Dalam dua dekade sebelum gelembung Internet, Anda tidak terlalu sering mendengar kata algoritma kecuali Anda adalah seorang programmer komputer, jurusan matematika terapan, atau dalam lebah ejaan teknologi - jika hal seperti itu ada. Maju cepat ke hari ini dan jika ada "aplikasi untuk itu" mungkin ada algoritma untuk itu juga. Saat ini, tampaknya setiap sudut kehidupan kita dikuasai oleh algoritma. Mereka memprediksi buku apa yang ingin kita beli di Amazon, yang mungkin ingin kita berteman di Facebook dan bahkan mungkin memilih jodoh potensial.

Algoritma terbaru adalah yang Anda mungkin atau mungkin tidak kenal, tetapi dalam beberapa tahun terakhir, telah melompat pada kereta sosial media pengukuran.
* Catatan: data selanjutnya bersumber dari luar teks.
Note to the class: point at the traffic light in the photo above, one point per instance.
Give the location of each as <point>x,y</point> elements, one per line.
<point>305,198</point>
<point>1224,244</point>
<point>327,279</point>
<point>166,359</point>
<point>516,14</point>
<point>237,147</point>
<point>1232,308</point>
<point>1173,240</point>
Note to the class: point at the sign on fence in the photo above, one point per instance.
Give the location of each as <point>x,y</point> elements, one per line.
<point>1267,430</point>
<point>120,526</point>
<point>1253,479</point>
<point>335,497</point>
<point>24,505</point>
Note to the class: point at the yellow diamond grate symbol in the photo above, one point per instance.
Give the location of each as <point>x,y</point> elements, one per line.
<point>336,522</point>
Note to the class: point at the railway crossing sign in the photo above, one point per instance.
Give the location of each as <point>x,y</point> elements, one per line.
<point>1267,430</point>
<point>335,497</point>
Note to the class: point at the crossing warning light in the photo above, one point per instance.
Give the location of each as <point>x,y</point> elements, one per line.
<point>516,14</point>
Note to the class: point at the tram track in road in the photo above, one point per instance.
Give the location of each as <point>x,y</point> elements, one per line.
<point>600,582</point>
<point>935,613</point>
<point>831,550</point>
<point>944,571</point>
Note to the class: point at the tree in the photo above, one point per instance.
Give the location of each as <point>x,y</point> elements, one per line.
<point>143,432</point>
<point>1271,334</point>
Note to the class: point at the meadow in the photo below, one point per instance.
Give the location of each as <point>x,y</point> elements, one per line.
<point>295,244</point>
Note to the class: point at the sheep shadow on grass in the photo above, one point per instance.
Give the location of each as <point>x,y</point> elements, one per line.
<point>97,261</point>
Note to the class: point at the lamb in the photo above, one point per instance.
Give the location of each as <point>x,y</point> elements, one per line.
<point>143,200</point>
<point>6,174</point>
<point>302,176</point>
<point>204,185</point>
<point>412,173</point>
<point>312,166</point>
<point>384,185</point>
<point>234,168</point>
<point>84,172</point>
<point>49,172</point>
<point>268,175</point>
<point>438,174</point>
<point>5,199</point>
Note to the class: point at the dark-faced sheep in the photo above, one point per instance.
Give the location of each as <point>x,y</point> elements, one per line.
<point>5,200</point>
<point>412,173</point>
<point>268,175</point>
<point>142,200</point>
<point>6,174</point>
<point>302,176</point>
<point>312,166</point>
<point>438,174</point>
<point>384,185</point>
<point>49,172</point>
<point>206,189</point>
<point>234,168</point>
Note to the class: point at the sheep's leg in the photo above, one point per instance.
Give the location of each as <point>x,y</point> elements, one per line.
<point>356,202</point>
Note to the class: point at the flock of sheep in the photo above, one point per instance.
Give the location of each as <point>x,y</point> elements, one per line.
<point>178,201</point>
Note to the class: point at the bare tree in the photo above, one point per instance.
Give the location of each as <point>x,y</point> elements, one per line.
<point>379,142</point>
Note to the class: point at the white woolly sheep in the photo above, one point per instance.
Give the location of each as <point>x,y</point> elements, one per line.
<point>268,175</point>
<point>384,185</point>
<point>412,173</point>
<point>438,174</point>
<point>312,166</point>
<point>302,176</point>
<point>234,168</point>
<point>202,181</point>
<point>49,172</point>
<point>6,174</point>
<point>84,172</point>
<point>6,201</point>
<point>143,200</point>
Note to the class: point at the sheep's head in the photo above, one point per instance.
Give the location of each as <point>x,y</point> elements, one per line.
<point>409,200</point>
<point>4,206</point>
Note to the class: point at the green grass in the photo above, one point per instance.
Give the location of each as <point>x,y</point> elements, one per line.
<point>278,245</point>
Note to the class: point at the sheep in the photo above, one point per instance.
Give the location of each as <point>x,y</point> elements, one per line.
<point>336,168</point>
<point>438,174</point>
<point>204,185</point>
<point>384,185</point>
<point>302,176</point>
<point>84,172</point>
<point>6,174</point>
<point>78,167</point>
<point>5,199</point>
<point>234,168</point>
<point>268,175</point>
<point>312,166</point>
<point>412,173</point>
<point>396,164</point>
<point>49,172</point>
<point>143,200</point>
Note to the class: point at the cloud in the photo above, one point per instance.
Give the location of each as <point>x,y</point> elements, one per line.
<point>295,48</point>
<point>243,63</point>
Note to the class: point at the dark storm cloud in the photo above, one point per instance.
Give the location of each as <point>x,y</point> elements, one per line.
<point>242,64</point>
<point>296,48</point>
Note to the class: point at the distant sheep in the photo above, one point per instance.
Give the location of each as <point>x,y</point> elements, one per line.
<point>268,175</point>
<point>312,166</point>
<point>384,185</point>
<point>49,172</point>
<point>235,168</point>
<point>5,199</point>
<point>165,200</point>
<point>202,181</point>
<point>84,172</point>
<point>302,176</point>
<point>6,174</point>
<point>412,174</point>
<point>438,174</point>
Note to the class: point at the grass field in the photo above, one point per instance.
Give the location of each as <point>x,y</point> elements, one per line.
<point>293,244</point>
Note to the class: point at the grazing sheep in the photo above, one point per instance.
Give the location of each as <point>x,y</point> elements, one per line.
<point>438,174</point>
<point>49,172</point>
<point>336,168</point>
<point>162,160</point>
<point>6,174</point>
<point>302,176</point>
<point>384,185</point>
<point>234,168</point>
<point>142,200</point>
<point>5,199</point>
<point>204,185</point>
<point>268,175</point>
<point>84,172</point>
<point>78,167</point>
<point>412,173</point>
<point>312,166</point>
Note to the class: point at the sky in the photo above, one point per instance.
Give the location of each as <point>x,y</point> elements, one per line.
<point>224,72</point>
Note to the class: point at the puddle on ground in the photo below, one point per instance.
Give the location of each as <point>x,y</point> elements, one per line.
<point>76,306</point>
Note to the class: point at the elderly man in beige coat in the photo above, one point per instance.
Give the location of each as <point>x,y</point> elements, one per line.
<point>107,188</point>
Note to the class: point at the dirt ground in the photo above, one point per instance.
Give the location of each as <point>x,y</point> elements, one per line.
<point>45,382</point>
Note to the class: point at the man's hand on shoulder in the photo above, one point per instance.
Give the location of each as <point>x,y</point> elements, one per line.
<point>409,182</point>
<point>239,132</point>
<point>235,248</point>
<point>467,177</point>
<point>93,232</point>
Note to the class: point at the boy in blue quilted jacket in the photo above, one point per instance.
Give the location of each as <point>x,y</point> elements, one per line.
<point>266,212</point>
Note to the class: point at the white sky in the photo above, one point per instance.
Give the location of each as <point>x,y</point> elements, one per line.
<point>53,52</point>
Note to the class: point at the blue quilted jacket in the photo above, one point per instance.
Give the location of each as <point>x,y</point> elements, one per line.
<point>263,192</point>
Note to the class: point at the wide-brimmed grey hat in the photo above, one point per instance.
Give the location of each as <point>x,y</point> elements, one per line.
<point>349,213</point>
Beberapa pemain besar - Klout, Kred dan Peer Index menyebutkan beberapa - mengklaim mampu mengukur pengaruh sosial seseorang dalam bentuk angka yang rapi. Ketiganya menggunakan algoritma acak yang rumit untuk menghitung semacam skor hak milik untuk membandingkan pengaruh yang diperkirakan orang. Ini lebih mudah dikatakan daripada dilakukan. Klout, misalnya, menghadapi kritik karena memberi nilai lebih rendah kepada presiden AS Barack Obama, oleh karena itu melabeli dia sebagai kurang berpengaruh daripada bintang kecil Justin Bieber. Ini hanya dibalik pada Agustus 2012 ketika Klout mengubah algoritme untuk mengikat relevansi halaman Wikipedia (dan karenanya mempertimbangkan lebih banyak data dunia nyata.)

Namun bagi saya, ukuran baru popularitas Web ini menimbulkan beberapa pertanyaan. Seperti, apakah ada terlalu banyak hal dalam hidup kita yang kita coba rangkum menjadi sebuah algoritma? Apa yang bisa benar-benar diceritakan oleh sebuah algoritma kepada kami dan di mana algoritma itu gagal? Dan apa akibatnya ketika itu terjadi?

Apakah algoritma media sosial tidak terkendali?